I'd appreciate it if somene could check my maths here. I'm getting confused with the units, as the numbers are small.

For this circuit:

I'd like to calculate the voltage at the point OVERFLOW_IN, and current consumed when SW2 is closed.

OVERFLOW_IN is a digital input on an MCU. VCC=5VDC. Is it just simple Ohms law?

When SW2 is closed, the path is simply from VCC to ground (assuming the MCU input is very high impedance). So:

I=V/R = 5 / 47,000 = 0.000106383 = 106uA.

Given 106uA, voltage drop across R6 is: 0.000106383 * 47,000 = 5V. Er... So the resistor drops the entire 5V? That's kirchhoff's law at work, yes?

So, when S2 is closed (and C9 is empty), there will be exactly 0V at OVERFLOW_IN, and current draw of 106uA. All 5V is dropped across R6, yes?

Is my reasoning correct? I'm wanting to consume as little current as possible when the switch is closed, ideally tens of microamps. So, for example, a 200K resistor would result in the same effect as above wrt to voltage (i.e. all 5V would still be dropped across R6 when SW2 is closed), but only 25uA consumed? Is that correct? I'm very sorry to post such fundamental questions, I just want to get some guidance to ensure I'm on the right track.

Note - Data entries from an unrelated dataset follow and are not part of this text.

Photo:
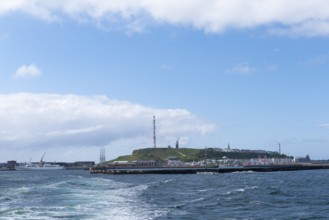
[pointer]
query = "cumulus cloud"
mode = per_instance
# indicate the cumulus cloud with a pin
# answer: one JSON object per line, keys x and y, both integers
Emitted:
{"x": 293, "y": 17}
{"x": 241, "y": 68}
{"x": 37, "y": 122}
{"x": 28, "y": 71}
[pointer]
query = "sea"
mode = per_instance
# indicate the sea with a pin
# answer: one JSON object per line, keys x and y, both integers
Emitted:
{"x": 72, "y": 194}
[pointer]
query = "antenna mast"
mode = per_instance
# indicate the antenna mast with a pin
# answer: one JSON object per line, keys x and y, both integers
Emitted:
{"x": 102, "y": 158}
{"x": 154, "y": 133}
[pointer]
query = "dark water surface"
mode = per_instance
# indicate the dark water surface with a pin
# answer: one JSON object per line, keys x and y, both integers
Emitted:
{"x": 79, "y": 195}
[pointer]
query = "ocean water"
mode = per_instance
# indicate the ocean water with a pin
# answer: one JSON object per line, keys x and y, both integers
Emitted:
{"x": 247, "y": 195}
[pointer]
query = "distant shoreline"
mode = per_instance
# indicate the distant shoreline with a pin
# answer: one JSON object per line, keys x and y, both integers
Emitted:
{"x": 194, "y": 170}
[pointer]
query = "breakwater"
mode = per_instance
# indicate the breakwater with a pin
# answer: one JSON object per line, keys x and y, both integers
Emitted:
{"x": 194, "y": 170}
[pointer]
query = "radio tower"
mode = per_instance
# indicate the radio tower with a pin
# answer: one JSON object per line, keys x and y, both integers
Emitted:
{"x": 154, "y": 133}
{"x": 102, "y": 158}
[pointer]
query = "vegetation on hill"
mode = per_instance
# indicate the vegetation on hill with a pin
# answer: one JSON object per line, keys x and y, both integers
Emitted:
{"x": 191, "y": 154}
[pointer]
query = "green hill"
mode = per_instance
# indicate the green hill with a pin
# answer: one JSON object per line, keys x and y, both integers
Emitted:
{"x": 192, "y": 154}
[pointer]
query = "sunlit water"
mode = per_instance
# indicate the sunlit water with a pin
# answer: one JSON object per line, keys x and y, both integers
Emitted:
{"x": 80, "y": 195}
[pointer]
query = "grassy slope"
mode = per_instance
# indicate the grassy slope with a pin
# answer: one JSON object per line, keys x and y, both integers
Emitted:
{"x": 187, "y": 154}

This is from a working circuit, but I'd like to reduce the current consumption. As noted above it's currently using 47K, which is up around 100uA. I see no reason to pull 100uA if I can pull 25.

The capacitor is there to stop bouncing. In real life, SW2 is a microswitch on a water tank and it is quite bouncy and wakes the MCU many times when switching. 'Slugging' it with the capacitor fixed that problem. I think increasing the resistor value will increase the time taken to fill the capacitor, yes? So I'll need to reduce the size of the capacitor.

I'd be grateful for any insights.

Regards

Mark

 

Yes when SW is closed OVERFLOW_IN essentially forces to 0V, actual V
is related to current and its contact resistance when on, usually in the
mOhm range.

Capacitors to debouce not prefered method. Normally thats done in software,
or if micro has a HW debouncer using that. A cap and a high valued pullup like
you have raises risetime, therefore time input forces CMOS input structure to
draw current, potentially a lot of current.

http://www.ti.com/lit/an/scba004d/scba004d.pdf

Attached methods to debounce.

High valued pullups have two problems, leakage current can cause them
to develop an unwanted logic level, and they are susceptible to noise
coupling due to their HiZ.

Regards, Dana.

 

"Slugging it" with a capacitor like that across the contacts, will cause a high surge current when the contacts close, which errode the contacts and possibly cause them to weld together.
Do the debounce in software, as Dana suggested, so that it only responds once for a give period of time when the switch closes.